Create a CSV output for human-in-the-loop (HITL) review.

**What this does:**
- Runs all documents through the routing pipeline
- Extracts key fields from each classification
- Creates a structured CSV with routing information included
- Adds blank columns for senior lawyer review and sign-off

In [None]:
import pandas as pd
from datetime import datetime

def parse_result(result_text, field):
    """Extract a field value from the LLM output"""
    for line in result_text.split('\n'):
        if line.startswith(field + ':'):
            return line.split(':', 1)[1].strip()
    return "Not found"

# Build CSV rows for all documents
csv_rows = []

for doc in documents:
    result = route_and_classify(doc)
    
    row = {
        "doc_id": result['doc_id'],
        "doc_type": result['doc_type'],
        "classifier_used": result['classifier_used'],
        "classification": parse_result(result['classification'], "CLASSIFICATION"),
        "confidence_score": parse_result(result['classification'], "CONFIDENCE_SCORE"),
        "legal_basis": parse_result(result['classification'], "LEGAL_BASIS"),
        "reasoning": parse_result(result['classification'], "REASONING"),
        # Blank columns for senior lawyer HITL review
        "reviewer_notes": "",
        "reviewer_decision": "",
        "reviewed_by": "",
        "review_date": ""
    }
    csv_rows.append(row)

# Create DataFrame and export
df = pd.DataFrame(csv_rows)
timestamp = datetime.now().strftime("%Y%m%d_%H%M%S")
csv_filename = f"privilege_review_routing_{timestamp}.csv"

# Display preview
display(Markdown("### CSV Preview for HITL Review"))
display(df[['doc_id', 'doc_type', 'classifier_used', 'classification', 'confidence_score']])

# Save to file
df.to_csv(csv_filename, index=False)
display(Markdown(f"**Exported:** `{csv_filename}`"))

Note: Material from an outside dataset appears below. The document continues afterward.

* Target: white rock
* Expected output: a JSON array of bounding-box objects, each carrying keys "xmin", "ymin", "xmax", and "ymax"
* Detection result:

## Conclusion: Routing for LPP Classification

### What We Built

A document routing system that directs documents to specialist classifiers:
```
Document → Router → What type?
                ↓
    ┌───────────┼───────────┐
    ↓           ↓           ↓
  EMAIL    BOARD_MINUTE  FILE_NOTE
Classifier  Classifier   Classifier
    ↓           ↓           ↓
  Result     Result      Result
```

### Why Routing Works for Privilege

- **Specialist knowledge:** Each classifier is tuned for its document type
- **Better accuracy:** Email analysis differs from board minute analysis
- **Partial privilege:** Board minute classifier detected mixed content that a generic classifier might miss
- **Extensible:** Easy to add new document types (contracts, briefs, letters)

### Comparison to Prompt Chaining

| Aspect | Prompt Chaining | Routing |
|--------|-----------------|---------|
| Structure | Fixed sequential steps | Branch by document type |
| Best for | Single document type | Mixed document sets |
| Flexibility | Same analysis for all | Tailored per type |
| Complexity | Simpler | Requires multiple classifiers |

### Limitations

**Router accuracy is critical**
- If the router misclassifies a document, it goes to the wrong specialist
- A misrouted file note analysed as an email would miss key privilege indicators

**Maintaining multiple classifiers**
- Each classifier needs to be updated if law changes
- More code to maintain than a single classifier

**Unknown document types**
- Documents that don't fit categories need a fallback or manual review
- The "OTHER" category is a catch-all that may need human intervention

### Next Notebook

`03_parallelization.ipynb` - Run multiple models in parallel and flag disagreements for consensus.